Esta noche pasada han dormido en mi casa. Cualquiera puede imaginarse la sucesión de acontecimientos: la policía, el llanto, la ansiedad, el hospital. Pero es imposible meterse en la cabeza de esos niños. La pequeña ha llorado echando de menos a su mamá, tan indefensa, pero tan poquito rato... Luego se ha dormido. Esa mujer es lo único que tienen en el mundo y su padre la está descalabrando, machacándola con una muestra de odio tras otra. Y ella, manteniendo el tipo con tropezones que la han llevado esta semana dos veces al hospital. Está sin dinero y pronto sin casa. ¿Cómo aguanta?

Ésta es la historia de muchas calles y de muchas casas. Pero vivirlo de cerca impacta. ¿Cómo huir a tiempo de una situación tan venenosa? Ahora ya es tarde para saberlo. Pero a mi protagonista, espero, la aguarda una nueva vida sin tristezas y en compañía de sus pequeños, lejos, espero, de ese hombre incapaz de amar y de respetar, podrido por dentro.







miércoles, 5 de julio de 2017

Un verano con nieve en casa


Llega el verano, y también, llega el momento de atisbar la esperanza de encontrar una resolución en aquello largamente postergado. Ver a un amigo, pintar la casa, suplir a un amor por otro. Hacer más cosas con los niños, ordenar las fotos, disfrutar del aire libre y dormir, dormir tanto que en mucho tiempo no hará falta recuperar el sueño.

Llega el verano y te das cuenta de que tu felicidad se trunca ante la imposibilidad de otros, o ante la inevitabilidad de las circunstancias. Tu amigo no está en la ciudad, los niños no te dejan dormir, y no te llega el presupuesto para la pintura. El amor no llega. Hay tantas imágenes que en dos minutos desistes, te abruman las casi dos mil fotos. Y entonces apagas el ordenador, coges la toalla y te vas a la playa, o las gafas y te plantas en la biblioteca para tomar prestados ocho libros, de entre los cuales sólo leerás dos, los más livianos.

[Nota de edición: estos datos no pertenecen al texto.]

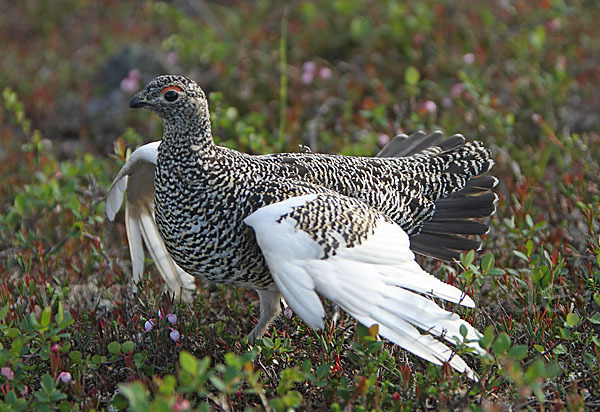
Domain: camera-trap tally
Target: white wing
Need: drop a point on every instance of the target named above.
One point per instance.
(136, 178)
(377, 282)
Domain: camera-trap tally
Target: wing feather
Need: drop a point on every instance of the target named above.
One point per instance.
(377, 281)
(136, 180)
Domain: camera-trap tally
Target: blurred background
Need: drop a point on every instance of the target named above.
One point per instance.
(358, 72)
(340, 76)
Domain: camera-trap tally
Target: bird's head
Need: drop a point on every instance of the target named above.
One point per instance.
(173, 98)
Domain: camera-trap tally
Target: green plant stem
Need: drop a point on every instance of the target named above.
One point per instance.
(283, 78)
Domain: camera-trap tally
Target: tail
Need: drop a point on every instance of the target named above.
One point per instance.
(466, 196)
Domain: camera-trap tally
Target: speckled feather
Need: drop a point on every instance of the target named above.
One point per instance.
(203, 192)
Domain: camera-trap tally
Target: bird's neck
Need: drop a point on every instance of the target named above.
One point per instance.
(189, 141)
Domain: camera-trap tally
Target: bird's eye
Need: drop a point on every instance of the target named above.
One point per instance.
(171, 95)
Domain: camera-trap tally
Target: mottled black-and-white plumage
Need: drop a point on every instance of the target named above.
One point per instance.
(300, 223)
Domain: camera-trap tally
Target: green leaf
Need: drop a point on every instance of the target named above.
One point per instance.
(596, 318)
(374, 331)
(61, 314)
(520, 255)
(560, 349)
(467, 258)
(13, 332)
(306, 366)
(411, 76)
(128, 347)
(167, 385)
(46, 316)
(188, 362)
(114, 348)
(20, 203)
(495, 272)
(573, 319)
(488, 337)
(502, 343)
(47, 383)
(487, 262)
(518, 352)
(3, 312)
(137, 395)
(75, 356)
(218, 383)
(323, 371)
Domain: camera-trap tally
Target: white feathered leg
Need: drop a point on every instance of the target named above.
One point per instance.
(269, 309)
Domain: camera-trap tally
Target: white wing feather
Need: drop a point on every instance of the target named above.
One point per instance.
(136, 179)
(375, 282)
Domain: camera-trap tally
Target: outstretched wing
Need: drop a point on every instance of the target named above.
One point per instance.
(136, 179)
(361, 260)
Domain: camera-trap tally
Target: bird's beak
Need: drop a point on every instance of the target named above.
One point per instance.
(137, 102)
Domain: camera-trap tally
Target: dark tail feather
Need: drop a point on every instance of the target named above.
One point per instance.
(451, 142)
(464, 207)
(403, 145)
(477, 185)
(459, 227)
(442, 246)
(444, 236)
(425, 248)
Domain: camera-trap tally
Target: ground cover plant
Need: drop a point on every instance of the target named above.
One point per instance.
(342, 76)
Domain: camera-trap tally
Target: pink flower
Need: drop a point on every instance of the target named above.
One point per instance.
(8, 373)
(174, 334)
(429, 106)
(172, 58)
(553, 25)
(172, 318)
(65, 377)
(149, 325)
(457, 90)
(309, 67)
(307, 77)
(383, 139)
(288, 312)
(181, 405)
(325, 73)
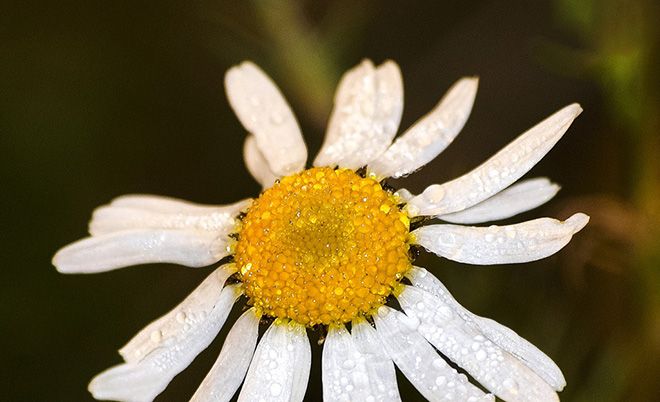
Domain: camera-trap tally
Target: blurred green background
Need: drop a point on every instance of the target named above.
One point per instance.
(99, 98)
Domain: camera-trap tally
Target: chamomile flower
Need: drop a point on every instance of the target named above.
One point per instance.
(324, 248)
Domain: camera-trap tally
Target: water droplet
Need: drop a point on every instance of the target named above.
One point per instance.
(156, 336)
(275, 389)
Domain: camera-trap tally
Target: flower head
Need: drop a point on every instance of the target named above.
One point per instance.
(327, 247)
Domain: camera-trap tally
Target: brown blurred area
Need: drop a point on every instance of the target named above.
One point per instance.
(98, 99)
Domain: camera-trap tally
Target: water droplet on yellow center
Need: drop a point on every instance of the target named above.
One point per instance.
(322, 246)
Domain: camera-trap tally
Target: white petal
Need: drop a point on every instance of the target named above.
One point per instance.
(419, 362)
(257, 164)
(462, 341)
(280, 367)
(167, 205)
(520, 197)
(425, 140)
(176, 324)
(348, 373)
(228, 372)
(366, 116)
(142, 380)
(510, 244)
(497, 333)
(498, 172)
(170, 214)
(193, 248)
(264, 112)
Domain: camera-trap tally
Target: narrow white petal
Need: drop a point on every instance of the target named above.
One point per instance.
(520, 197)
(229, 370)
(144, 379)
(497, 333)
(462, 341)
(366, 116)
(183, 320)
(425, 140)
(193, 248)
(498, 172)
(280, 367)
(167, 205)
(380, 368)
(420, 363)
(120, 215)
(264, 112)
(257, 164)
(510, 244)
(345, 371)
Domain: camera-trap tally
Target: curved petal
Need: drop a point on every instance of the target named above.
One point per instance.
(498, 172)
(349, 375)
(510, 244)
(502, 336)
(425, 140)
(193, 248)
(264, 112)
(520, 197)
(366, 116)
(228, 372)
(419, 362)
(182, 321)
(257, 164)
(280, 367)
(461, 341)
(133, 212)
(142, 380)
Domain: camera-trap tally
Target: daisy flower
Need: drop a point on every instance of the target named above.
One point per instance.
(328, 248)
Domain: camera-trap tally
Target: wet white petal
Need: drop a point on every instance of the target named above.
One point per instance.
(175, 324)
(264, 112)
(497, 333)
(257, 164)
(280, 367)
(133, 212)
(522, 242)
(349, 375)
(366, 116)
(425, 140)
(419, 362)
(228, 372)
(143, 379)
(498, 172)
(462, 341)
(193, 248)
(520, 197)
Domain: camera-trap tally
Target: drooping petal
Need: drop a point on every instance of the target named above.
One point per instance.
(143, 379)
(264, 112)
(229, 370)
(510, 244)
(366, 116)
(257, 164)
(520, 197)
(346, 374)
(425, 140)
(498, 172)
(419, 362)
(186, 319)
(193, 248)
(462, 341)
(280, 366)
(133, 212)
(502, 336)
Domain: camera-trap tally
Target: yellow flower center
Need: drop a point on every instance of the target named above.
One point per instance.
(322, 246)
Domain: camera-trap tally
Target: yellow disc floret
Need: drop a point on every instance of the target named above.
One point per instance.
(322, 246)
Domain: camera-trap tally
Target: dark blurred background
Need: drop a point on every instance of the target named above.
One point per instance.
(100, 98)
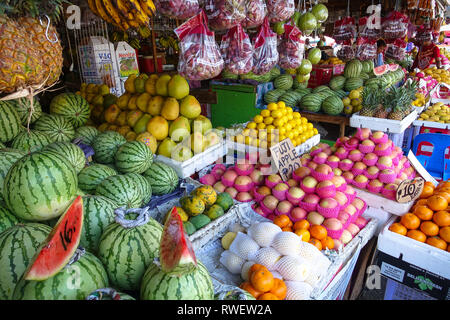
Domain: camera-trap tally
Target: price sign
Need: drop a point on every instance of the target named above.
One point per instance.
(285, 158)
(409, 190)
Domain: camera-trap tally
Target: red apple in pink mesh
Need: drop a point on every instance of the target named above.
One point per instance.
(298, 214)
(244, 197)
(219, 186)
(232, 192)
(228, 177)
(315, 218)
(341, 198)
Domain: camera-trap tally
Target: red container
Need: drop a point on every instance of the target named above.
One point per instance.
(320, 75)
(147, 64)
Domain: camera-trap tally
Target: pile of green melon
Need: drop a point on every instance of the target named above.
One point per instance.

Llega el verano y te das cuenta, que pese a la luz y al calor, te sientes frío, y ves la vida pasar esperando un cierto bienestar que casi nunca llega. La felicidad es aquello esquivo que siempre postergas y que dejas para mañana, para cuando llegue ese día en que conozcas a alguien, crezcan los niños y tengas la casa pintada, ordenada y limpia. No cuentas con que al día siguiente se desordena y se vuelve a ensuciar. Ni que el verano se acaba y que el frío interior gana la lucha dejándote paralizado.

Ves la vida pasar y, al mismo tiempo, lo ves todo  al ralentí. Las injusticias no se resuelven y el mundo no sólo no es mejor que antes, sino que es peor. Te rodean personas tóxicas y reina la insensatez.  Los cambios llegan, sí, pero sólo en forma de pérdida. Pierdes el trabajo, pierdes a compañeros, pierdes la esperanza y el amor. Te revuelcas cada día en la pérdida y en la insulsa nostalgia, como en una obsesión.

No acaba el hambre en el mundo, sino que crece, el cambio climático no se detiene, y las fronteras no se derriban, sino que aumentan. No se acaban las guerras. Nacen bebés sin destino, condenados a una tristeza violenta.

Y aún así, a pesar de todo y de todos... Te levantas cada mañana, y continúas. Cada minuto que pasa se resuelve con pequeñas alegrías, pequeños triunfos. Estás vivo y eso es lo que cuenta.